Abstract
Alongside the emergence of the use of fieldwork studies for design there has been a discussion on how best these studies can inform system development. Concerns have been expressed as to whether their most appropriate contribution is a list of requirements or design recommendations. This article explores a recurrent issue that has emerged from fieldwork studies in Computer-Supported Cooperative Work, awareness, and with respect to a particular system development project discusses some of the implications for the development and deployment of one particular kind of technology—image recognition systems—in particular, organizational settings. In the setting in question—surveillance centers or operations rooms—staff utilize a range of practices to maintain awareness. Rather than extending field studies so that they can better assist design, it may be considered how workplace studies can contribute to a respecification of key concepts, like awareness, that are critical to an understanding of how technologies are used and deployed in everyday environments.

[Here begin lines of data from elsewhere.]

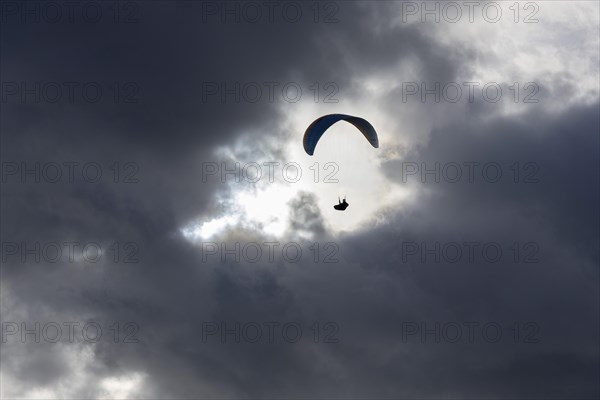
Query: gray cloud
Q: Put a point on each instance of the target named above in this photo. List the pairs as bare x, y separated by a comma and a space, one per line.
360, 303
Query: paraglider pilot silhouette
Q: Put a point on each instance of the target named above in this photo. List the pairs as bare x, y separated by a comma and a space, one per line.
320, 125
342, 205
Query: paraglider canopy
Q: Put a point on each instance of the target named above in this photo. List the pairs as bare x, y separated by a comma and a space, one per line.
320, 125
342, 205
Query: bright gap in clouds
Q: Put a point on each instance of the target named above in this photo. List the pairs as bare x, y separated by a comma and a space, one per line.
266, 206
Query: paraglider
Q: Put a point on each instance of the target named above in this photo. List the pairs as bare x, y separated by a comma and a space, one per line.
320, 125
342, 205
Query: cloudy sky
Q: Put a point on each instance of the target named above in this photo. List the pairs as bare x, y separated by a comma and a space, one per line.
165, 236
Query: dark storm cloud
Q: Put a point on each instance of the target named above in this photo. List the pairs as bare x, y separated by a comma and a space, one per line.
172, 292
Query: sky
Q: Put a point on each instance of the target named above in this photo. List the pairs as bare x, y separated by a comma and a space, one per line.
165, 236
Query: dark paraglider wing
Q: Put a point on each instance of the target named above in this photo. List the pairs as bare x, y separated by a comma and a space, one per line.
320, 125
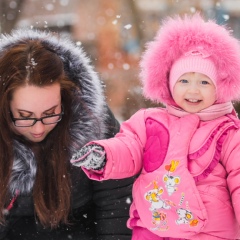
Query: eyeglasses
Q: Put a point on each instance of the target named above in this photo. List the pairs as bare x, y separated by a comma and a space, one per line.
28, 122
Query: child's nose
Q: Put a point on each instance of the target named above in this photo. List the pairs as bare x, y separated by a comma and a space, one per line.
193, 88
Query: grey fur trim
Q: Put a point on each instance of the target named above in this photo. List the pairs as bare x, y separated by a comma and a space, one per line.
83, 128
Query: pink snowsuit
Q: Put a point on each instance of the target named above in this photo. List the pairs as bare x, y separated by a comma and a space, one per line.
189, 182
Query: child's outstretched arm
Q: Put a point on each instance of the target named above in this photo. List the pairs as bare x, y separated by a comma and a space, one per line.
117, 157
91, 157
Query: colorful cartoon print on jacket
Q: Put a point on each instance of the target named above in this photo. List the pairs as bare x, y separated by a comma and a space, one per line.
159, 207
168, 192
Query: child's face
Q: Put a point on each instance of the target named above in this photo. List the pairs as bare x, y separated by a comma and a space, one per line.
194, 92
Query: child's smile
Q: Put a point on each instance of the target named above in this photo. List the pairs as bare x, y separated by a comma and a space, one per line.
194, 92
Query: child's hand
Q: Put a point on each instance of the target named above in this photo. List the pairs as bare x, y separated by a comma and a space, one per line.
90, 157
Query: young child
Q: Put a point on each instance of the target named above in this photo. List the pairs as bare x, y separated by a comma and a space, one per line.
188, 154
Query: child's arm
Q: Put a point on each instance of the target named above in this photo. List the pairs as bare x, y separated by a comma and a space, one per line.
231, 161
123, 153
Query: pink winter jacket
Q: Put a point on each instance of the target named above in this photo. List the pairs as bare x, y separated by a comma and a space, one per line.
189, 182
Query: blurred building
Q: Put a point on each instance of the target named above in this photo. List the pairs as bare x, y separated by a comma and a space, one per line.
115, 32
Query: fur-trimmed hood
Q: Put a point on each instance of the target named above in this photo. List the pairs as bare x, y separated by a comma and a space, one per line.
83, 127
176, 37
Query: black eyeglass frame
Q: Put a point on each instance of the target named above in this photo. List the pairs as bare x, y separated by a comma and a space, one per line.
38, 119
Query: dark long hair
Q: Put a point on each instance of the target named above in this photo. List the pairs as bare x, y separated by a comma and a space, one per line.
30, 62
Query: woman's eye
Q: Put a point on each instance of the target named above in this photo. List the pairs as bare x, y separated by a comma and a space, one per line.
205, 82
184, 81
22, 115
49, 113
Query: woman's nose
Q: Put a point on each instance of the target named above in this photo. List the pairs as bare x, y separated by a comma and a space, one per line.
38, 127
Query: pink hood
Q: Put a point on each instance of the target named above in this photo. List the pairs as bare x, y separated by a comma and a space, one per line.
180, 35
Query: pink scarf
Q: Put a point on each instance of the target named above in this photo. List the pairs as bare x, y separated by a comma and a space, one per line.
210, 113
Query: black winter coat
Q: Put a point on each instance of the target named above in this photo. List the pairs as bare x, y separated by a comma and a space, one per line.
99, 209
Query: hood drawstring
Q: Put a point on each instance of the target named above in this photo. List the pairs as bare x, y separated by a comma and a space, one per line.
10, 205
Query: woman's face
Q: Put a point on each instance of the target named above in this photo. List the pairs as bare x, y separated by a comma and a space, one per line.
36, 102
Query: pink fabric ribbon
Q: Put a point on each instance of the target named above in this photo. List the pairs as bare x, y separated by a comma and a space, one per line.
210, 113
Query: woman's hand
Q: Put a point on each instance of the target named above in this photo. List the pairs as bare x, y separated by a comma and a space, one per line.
91, 156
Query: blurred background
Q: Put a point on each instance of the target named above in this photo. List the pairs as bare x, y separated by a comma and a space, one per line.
114, 34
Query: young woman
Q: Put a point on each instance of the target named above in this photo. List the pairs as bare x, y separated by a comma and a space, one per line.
51, 104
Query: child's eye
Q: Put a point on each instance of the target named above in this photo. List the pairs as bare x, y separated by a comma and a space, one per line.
183, 81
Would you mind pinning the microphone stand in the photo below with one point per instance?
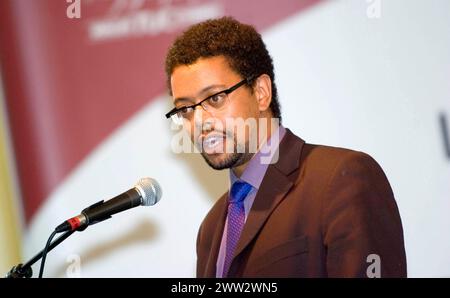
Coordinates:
(25, 271)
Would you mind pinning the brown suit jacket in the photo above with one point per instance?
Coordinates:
(319, 212)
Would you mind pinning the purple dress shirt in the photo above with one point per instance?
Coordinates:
(253, 174)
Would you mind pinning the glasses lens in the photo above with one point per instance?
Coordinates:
(216, 101)
(177, 119)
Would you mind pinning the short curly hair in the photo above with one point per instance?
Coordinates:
(239, 43)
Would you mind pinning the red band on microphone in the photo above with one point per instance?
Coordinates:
(74, 222)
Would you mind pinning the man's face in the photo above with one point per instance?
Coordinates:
(210, 130)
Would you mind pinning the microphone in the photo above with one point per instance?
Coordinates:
(146, 192)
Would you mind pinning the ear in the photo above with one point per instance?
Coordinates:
(263, 92)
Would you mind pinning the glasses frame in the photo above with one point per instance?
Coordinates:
(226, 91)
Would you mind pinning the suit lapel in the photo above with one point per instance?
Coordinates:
(210, 270)
(274, 187)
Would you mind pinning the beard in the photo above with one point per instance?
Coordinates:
(226, 160)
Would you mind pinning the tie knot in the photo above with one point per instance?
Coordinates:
(239, 191)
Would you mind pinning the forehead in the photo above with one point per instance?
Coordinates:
(188, 79)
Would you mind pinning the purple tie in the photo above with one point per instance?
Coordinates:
(236, 219)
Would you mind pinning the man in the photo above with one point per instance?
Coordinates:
(293, 209)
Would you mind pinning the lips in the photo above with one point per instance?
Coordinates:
(213, 143)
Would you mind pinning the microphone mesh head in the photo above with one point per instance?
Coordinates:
(150, 191)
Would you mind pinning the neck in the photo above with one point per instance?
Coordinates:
(262, 139)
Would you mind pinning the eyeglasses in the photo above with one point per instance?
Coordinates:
(213, 102)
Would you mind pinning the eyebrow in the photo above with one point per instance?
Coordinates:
(203, 91)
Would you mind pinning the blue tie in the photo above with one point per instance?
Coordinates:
(236, 219)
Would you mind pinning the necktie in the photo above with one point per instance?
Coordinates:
(236, 219)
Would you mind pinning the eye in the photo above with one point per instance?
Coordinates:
(184, 110)
(217, 99)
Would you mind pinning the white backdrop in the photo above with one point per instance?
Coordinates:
(372, 82)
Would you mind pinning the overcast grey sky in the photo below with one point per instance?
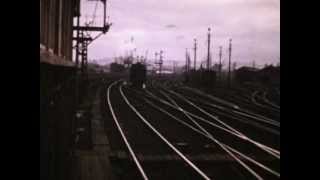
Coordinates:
(171, 25)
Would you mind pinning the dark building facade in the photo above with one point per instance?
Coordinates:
(57, 87)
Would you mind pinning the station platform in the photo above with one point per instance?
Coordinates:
(93, 163)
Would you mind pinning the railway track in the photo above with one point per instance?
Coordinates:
(163, 129)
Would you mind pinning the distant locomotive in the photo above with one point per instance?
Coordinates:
(138, 75)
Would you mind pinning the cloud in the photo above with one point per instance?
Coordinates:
(254, 26)
(171, 26)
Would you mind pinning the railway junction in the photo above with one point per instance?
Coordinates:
(133, 124)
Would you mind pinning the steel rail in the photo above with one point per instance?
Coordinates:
(269, 150)
(193, 166)
(143, 174)
(213, 117)
(225, 113)
(250, 114)
(222, 145)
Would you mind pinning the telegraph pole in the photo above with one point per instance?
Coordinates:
(195, 54)
(220, 64)
(208, 56)
(254, 64)
(229, 71)
(187, 64)
(161, 61)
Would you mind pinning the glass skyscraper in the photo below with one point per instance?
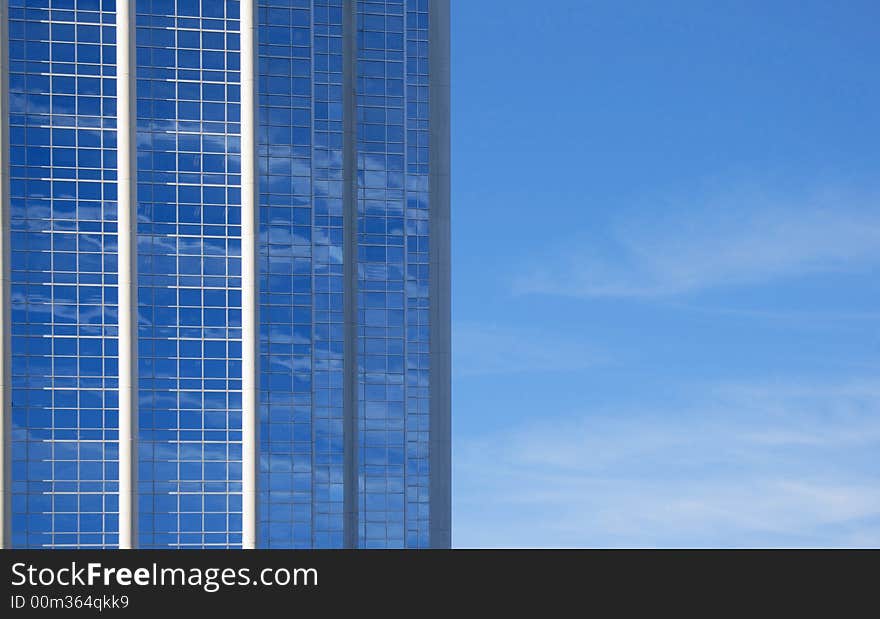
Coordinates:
(225, 269)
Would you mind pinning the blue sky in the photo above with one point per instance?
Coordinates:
(666, 245)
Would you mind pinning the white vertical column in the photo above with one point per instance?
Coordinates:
(440, 423)
(249, 294)
(5, 293)
(126, 157)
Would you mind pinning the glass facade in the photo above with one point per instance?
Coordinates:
(189, 273)
(62, 122)
(344, 273)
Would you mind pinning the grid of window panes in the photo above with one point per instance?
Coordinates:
(189, 284)
(285, 267)
(381, 274)
(417, 276)
(328, 281)
(63, 219)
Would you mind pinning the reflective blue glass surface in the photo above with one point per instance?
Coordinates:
(63, 240)
(189, 273)
(343, 265)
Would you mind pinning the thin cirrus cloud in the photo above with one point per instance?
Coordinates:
(744, 465)
(732, 241)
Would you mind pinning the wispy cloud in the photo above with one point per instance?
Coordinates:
(687, 246)
(744, 465)
(484, 349)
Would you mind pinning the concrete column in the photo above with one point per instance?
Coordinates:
(126, 157)
(250, 418)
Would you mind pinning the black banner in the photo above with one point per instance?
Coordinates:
(415, 583)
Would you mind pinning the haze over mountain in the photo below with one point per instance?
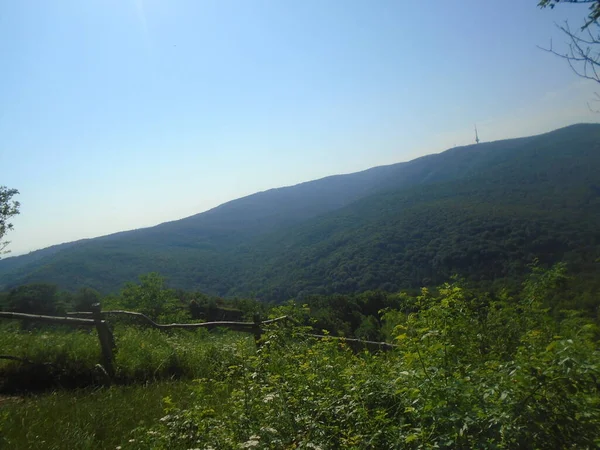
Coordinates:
(482, 210)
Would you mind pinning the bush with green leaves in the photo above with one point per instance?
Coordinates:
(469, 372)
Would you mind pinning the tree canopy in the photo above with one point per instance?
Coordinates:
(8, 209)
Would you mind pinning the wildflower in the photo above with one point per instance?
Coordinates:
(252, 442)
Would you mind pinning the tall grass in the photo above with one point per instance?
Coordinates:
(87, 418)
(66, 358)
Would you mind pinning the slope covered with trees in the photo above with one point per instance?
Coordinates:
(481, 211)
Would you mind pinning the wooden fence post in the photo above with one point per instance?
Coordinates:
(257, 329)
(107, 342)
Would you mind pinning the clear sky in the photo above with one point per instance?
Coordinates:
(121, 114)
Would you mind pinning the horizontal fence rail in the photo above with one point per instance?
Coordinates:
(97, 319)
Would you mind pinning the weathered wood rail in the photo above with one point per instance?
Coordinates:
(97, 319)
(105, 336)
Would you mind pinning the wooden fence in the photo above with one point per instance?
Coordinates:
(97, 319)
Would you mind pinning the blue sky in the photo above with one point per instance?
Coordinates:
(121, 114)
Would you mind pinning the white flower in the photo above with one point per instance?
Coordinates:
(252, 442)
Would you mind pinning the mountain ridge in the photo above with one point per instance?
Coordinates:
(229, 235)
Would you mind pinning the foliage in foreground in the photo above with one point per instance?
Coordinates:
(468, 373)
(84, 419)
(63, 358)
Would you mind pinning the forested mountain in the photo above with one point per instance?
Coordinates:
(481, 211)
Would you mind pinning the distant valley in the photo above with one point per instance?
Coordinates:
(482, 211)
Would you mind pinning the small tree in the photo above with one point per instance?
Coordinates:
(583, 45)
(150, 297)
(8, 209)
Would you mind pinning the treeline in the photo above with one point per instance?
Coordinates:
(358, 315)
(150, 296)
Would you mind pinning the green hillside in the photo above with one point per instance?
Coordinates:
(482, 211)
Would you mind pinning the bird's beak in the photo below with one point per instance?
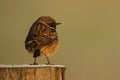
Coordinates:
(58, 23)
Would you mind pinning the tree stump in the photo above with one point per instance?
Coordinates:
(32, 72)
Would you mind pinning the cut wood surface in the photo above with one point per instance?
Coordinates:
(32, 72)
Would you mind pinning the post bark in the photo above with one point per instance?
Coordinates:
(32, 72)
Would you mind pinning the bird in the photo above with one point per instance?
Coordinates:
(42, 38)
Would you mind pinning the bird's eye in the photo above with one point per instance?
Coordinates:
(52, 24)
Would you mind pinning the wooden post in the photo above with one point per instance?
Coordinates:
(32, 72)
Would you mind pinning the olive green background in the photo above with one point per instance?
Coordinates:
(89, 35)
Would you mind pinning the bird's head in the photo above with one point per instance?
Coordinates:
(49, 21)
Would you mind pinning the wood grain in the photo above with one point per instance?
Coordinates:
(32, 72)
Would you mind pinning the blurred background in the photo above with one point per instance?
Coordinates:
(89, 35)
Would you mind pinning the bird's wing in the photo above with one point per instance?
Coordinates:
(39, 35)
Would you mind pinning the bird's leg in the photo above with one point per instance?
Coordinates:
(35, 55)
(48, 62)
(34, 61)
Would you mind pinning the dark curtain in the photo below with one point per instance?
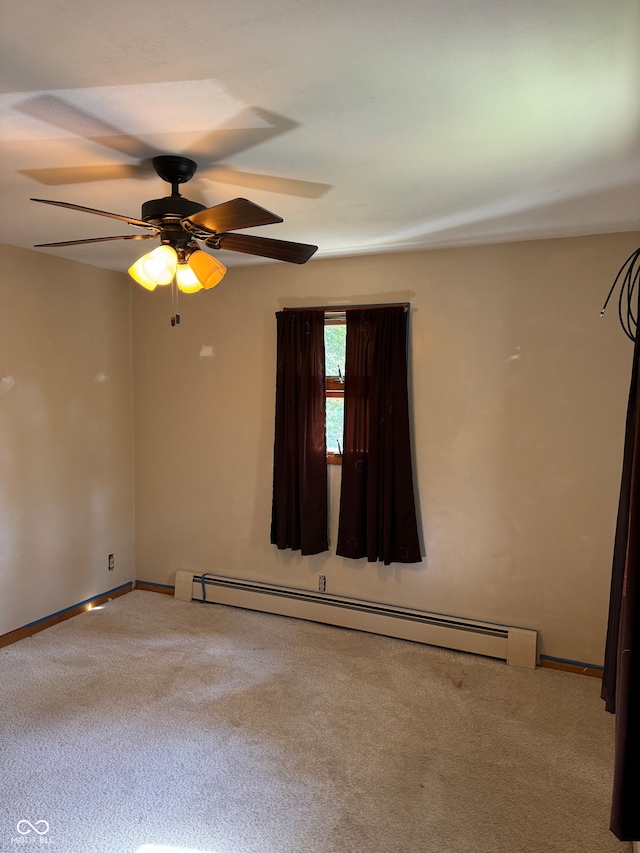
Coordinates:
(377, 508)
(299, 509)
(621, 677)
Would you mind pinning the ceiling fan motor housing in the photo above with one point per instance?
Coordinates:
(170, 207)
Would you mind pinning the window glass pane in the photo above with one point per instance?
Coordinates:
(335, 423)
(335, 338)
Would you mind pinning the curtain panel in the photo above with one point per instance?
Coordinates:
(377, 507)
(299, 517)
(621, 677)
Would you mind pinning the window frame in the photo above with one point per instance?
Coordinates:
(337, 315)
(334, 385)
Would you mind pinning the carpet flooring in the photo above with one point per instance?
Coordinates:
(159, 726)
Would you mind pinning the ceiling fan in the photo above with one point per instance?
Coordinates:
(181, 224)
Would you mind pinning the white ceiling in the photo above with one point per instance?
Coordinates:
(369, 125)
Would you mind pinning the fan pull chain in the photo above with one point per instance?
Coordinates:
(175, 317)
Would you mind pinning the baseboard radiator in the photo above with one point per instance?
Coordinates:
(517, 646)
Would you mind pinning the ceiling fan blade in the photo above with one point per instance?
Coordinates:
(129, 219)
(231, 215)
(279, 250)
(97, 240)
(270, 183)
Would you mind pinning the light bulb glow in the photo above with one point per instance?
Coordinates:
(156, 267)
(186, 279)
(207, 269)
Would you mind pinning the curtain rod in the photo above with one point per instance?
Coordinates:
(338, 309)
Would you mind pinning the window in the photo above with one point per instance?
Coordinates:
(335, 341)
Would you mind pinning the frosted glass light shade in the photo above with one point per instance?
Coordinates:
(186, 279)
(207, 269)
(156, 267)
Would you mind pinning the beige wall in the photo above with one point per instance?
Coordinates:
(519, 397)
(66, 434)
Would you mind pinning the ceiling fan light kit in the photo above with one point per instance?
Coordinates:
(181, 224)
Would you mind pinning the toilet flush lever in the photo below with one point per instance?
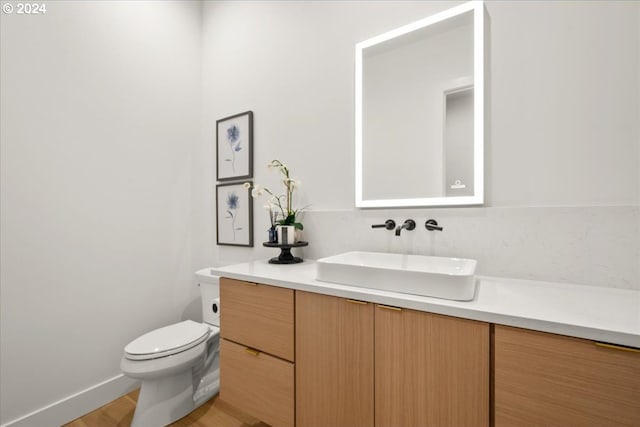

The research discussed in this article was funded under the EU Projects PRISMATICA, Palcom, and Paperworks. We thank personnel on London Underground who generously provided us with access for fieldwork and video recording and suffered our endless queries and questions. Material relating to this article was presented at the In Situ, In Use: Extending Field Research Methods workshop held in London in October 2005. We are very grateful for the generous comments and suggestions from participants at the workshop and Jon Hindmarsh, Dirk vom Lehn, and Hubert Knoblauch for their extensive support with the issues and materials discussed here. We also thank the editors and anonymous reviewers of the article for their helpful and insightful comments on an earlier draft.